Pazartesi, Aralık 11, 2006

Tuhaf!

Büyük bir villa, sanırım 4-5 katlı büyük bir saray yavrusu, akşamın bir vakti, villanın içinde büyükçe bir asansör. İçi metalik ve aynalı. Ne işim var orda gecenin bir vakti diye kendi kendime sorup duruyorum. Üzerimdeki zarif siyah tuvalet ve ayağımda da nike spor ayakkabım ile kimine göre tarz kimine göre de ucube bir şekilde asansördeki aynalardan kendimi süzüyor ve allahım ne işim var burada benim, amacım ne, neden yalnızım, kocam nerde ve neden altı kaval üstü şişhaneyim diye söyleniyorum. Zemin kat olduğu her halinden belli 0’a basıp aşağıya inmeyi, arabamı otoparktan almayı istiyorum. Ordan çıkmam lazım biliyorum. İçim daralıyor, asansörün içine sular girmeye başlıyor alttan biryerleden. Tuhaf! Bu ıslaklık da ne? Çişim de yok, katiyen ben yapmış olamam, yerler ıpıslak oldu, kahretsin, iyi ki spor ayakkabılarım ayağımda, yoksa o topuklularla nasıl inecektim malikanenin mermer merdivenlerinden. Ohh neyse durdu asansör bir de kapısı açılsa, hah açılıyor…

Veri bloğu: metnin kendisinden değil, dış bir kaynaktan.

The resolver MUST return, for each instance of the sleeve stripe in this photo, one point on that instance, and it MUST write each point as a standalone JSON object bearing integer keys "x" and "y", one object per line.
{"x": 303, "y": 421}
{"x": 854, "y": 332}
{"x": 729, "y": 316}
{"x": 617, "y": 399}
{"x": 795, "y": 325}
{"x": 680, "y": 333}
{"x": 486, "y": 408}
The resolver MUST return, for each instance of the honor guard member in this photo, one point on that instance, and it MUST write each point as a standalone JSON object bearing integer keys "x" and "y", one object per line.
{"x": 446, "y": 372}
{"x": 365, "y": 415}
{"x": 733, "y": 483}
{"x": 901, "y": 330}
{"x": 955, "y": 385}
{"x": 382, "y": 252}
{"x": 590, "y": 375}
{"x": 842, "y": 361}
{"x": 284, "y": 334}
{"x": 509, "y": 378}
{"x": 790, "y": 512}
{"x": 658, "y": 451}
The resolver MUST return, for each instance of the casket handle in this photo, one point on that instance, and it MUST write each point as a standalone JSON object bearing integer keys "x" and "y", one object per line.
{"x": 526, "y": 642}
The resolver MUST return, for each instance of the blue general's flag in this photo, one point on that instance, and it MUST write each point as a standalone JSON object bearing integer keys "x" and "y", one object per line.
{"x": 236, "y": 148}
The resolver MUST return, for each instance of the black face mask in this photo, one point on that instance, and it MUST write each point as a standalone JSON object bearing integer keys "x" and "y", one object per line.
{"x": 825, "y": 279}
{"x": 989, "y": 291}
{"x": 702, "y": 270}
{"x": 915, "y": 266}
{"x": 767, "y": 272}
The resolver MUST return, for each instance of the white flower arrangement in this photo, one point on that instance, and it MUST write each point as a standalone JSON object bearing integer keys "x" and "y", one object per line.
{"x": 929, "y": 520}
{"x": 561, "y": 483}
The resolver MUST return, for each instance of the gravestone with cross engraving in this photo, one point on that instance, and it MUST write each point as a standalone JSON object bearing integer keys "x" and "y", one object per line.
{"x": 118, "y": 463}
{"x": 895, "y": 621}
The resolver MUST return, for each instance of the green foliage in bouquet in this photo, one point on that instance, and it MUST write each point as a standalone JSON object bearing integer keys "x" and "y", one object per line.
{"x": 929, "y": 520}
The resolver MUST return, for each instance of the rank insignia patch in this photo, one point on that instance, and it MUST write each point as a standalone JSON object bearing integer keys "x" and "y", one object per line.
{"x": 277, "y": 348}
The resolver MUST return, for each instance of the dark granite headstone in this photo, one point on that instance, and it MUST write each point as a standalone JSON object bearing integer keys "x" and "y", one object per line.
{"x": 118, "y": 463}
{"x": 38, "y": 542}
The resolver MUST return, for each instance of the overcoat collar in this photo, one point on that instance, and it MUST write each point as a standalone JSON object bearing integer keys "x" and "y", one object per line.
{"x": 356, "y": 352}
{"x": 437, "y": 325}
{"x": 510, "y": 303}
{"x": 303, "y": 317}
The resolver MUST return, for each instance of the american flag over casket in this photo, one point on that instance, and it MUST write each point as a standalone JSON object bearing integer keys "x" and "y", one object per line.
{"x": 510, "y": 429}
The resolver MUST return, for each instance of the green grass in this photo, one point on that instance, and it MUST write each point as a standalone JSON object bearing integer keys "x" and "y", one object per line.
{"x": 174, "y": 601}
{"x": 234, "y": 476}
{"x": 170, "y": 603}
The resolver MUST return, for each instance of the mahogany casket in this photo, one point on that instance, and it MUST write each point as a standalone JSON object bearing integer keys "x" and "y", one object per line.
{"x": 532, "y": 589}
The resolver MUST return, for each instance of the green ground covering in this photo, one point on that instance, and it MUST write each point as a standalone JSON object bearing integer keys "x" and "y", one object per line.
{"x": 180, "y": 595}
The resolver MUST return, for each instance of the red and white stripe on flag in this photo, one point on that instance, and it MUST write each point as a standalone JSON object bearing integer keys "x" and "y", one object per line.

Kapı açıldı her iki yanından biri sağa biri sola doğru bıızt bııızzt diye . aman tanrım bu kadın! Asansöre binmek için tam karşımda duruyor, iyi de neden bomboş dışarısı, neden zemin katta bir Allahın kulu yok? Bu kadın neden bana hain hain dik dik bakıyor? Aman allahım o üzerinde her zamanki dar kırmızı mini tuvalet, silikonlu dudaklarına sürdüğü kırmızı ruju, boyun hizasındaki sarı kabarık fönlü saçları, topuklu stilettoları. Aman allahım, o elinde parlayan ne? Bir bıçak! Peki neden bana chucky gibi bir yüz ifadesi ile bakıyor? Hem neden buradaki ışıklar kesilmiş? Üzerime yürüyor, “hen hen hen hen, ölüceksiiiin”

Asansör kapısını nasıl kapatıp kendimi 4. kata tekrar çıkarttım bilemedim. Her yer su. Her yer su. Kendimi 4.katta attım çıktım dışarı ışıklar yok ve aydınlatma yok denecek kadar az. Mermer merdivenlerden sular şelale gibi gür gür akıyor, ben spor ayakkabıları giydiğime dua ediyorum, o kırmızılı kadından kaçmak için yön tayin etmeye çalışıyorum. Peki bütün o insanlar nerde? Sessizlikte tek duyulan ses merdivenlerden akan su sesi, ve kırmızılı sarışın kadının topuklu ayakkabılarının sesi. İyi ki tanrım, iyi ki spor ayakkabıları giymişim, suların üzerinden kayıp düşmeden merdivenlerden inmeye başlıyorum.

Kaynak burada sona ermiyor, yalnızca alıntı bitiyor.